We therefore require that the radius be more than 3 and up to 6, assuming the interpretation of "intersection" excludes tangency.
so 3<r≤6
To find all possible radii of a circle centered at (3, 6) such that the circle intersects only one axis, we need to consider two cases: when the circle intersects the x-axis and when the circle intersects the y-axis.
1. Circle intersects the x-axis:
When the circle intersects the x-axis, the distance between the center of the circle (3, 6) and any point on the x-axis will be equal to the radius.
Let's assume the radius of the circle is 'r'. In this case, the coordinates of a point on the x-axis can be written as (x, 0), where 'x' is the x-coordinate of the point.
By using the distance formula, we can calculate the distance between the center of the circle (3, 6) and the point (x, 0). The distance is given by:
√((x - 3)² + (0 - 6)²) = r
Simplifying this equation, we get:
(x - 3)² + 36 = r²
Now, since the circle intersects only one axis, we can substitute x = 0 into this equation and solve for r. This will give us the possible radii when the circle intersects the x-axis.
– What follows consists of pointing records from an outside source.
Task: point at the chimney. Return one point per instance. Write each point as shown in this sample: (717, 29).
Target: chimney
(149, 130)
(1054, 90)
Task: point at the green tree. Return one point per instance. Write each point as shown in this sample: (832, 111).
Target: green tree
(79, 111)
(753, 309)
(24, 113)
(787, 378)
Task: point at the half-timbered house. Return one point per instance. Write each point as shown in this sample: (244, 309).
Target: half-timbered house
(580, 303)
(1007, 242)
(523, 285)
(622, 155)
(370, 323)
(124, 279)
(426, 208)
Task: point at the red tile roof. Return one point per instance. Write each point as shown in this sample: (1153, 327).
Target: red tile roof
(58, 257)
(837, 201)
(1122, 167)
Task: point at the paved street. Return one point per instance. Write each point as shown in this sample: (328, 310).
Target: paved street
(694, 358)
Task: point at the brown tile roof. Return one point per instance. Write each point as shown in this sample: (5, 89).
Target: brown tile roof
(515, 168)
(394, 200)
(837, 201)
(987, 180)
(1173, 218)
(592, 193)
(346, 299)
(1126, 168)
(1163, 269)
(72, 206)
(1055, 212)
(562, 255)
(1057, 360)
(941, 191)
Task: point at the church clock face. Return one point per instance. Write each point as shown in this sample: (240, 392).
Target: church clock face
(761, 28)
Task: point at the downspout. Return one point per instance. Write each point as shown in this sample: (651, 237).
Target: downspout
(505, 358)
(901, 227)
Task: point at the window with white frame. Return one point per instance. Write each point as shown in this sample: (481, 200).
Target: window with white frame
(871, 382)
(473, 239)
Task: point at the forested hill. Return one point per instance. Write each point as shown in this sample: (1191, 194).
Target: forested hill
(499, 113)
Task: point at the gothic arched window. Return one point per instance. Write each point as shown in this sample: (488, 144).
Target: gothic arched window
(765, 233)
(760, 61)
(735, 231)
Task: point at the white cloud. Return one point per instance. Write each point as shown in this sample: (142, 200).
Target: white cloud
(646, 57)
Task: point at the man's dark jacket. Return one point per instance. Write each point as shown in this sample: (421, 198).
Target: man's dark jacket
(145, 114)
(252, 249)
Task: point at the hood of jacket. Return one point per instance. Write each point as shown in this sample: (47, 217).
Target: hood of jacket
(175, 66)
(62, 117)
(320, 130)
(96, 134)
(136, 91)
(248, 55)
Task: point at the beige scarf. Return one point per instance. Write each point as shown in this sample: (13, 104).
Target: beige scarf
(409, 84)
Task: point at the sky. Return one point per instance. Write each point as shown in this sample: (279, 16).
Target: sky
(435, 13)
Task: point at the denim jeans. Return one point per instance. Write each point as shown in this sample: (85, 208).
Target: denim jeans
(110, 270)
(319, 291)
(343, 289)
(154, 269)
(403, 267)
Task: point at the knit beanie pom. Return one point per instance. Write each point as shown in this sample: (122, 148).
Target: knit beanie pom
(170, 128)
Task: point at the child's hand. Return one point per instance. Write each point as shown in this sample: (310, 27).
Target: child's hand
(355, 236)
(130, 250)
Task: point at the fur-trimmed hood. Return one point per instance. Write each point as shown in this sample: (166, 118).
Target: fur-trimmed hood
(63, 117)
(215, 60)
Substituting x = 0, we get:
(0 - 3)² + 36 = r²
9 + 36 = r²
45 = r²
Taking the square root of both sides, we find:
r = √45 = 3√5
Therefore, when the circle intersects the x-axis, the possible radius is 3√5.
2. Circle intersects the y-axis:
Similarly, when the circle intersects the y-axis, the distance between the center of the circle (3, 6) and any point on the y-axis will be equal to the radius.
Assuming the radius of the circle is 'r', the coordinates of a point on the y-axis can be written as (0, y), where 'y' is the y-coordinate of the point.
Using the distance formula, we can calculate the distance between the center of the circle (3, 6) and the point (0, y). The distance is given by:
√((0 - 3)² + (y - 6)²) = r
Simplifying this equation, we have:
9 + (y - 6)² = r²
Again, since the circle intersects only one axis, substitute y = 0 into this equation and solve for r to find the possible radii when the circle intersects the y-axis.
Substituting y = 0, we get:
9 + (0 - 6)² = r²
9 + 36 = r²
45 = r²
Taking the square root of both sides, we find:
r = √45 = 3√5
Therefore, when the circle intersects the y-axis, the possible radius is also 3√5.
Hence, the possible radii of a circle centered at (3, 6) and intersecting only one axis are 3√5.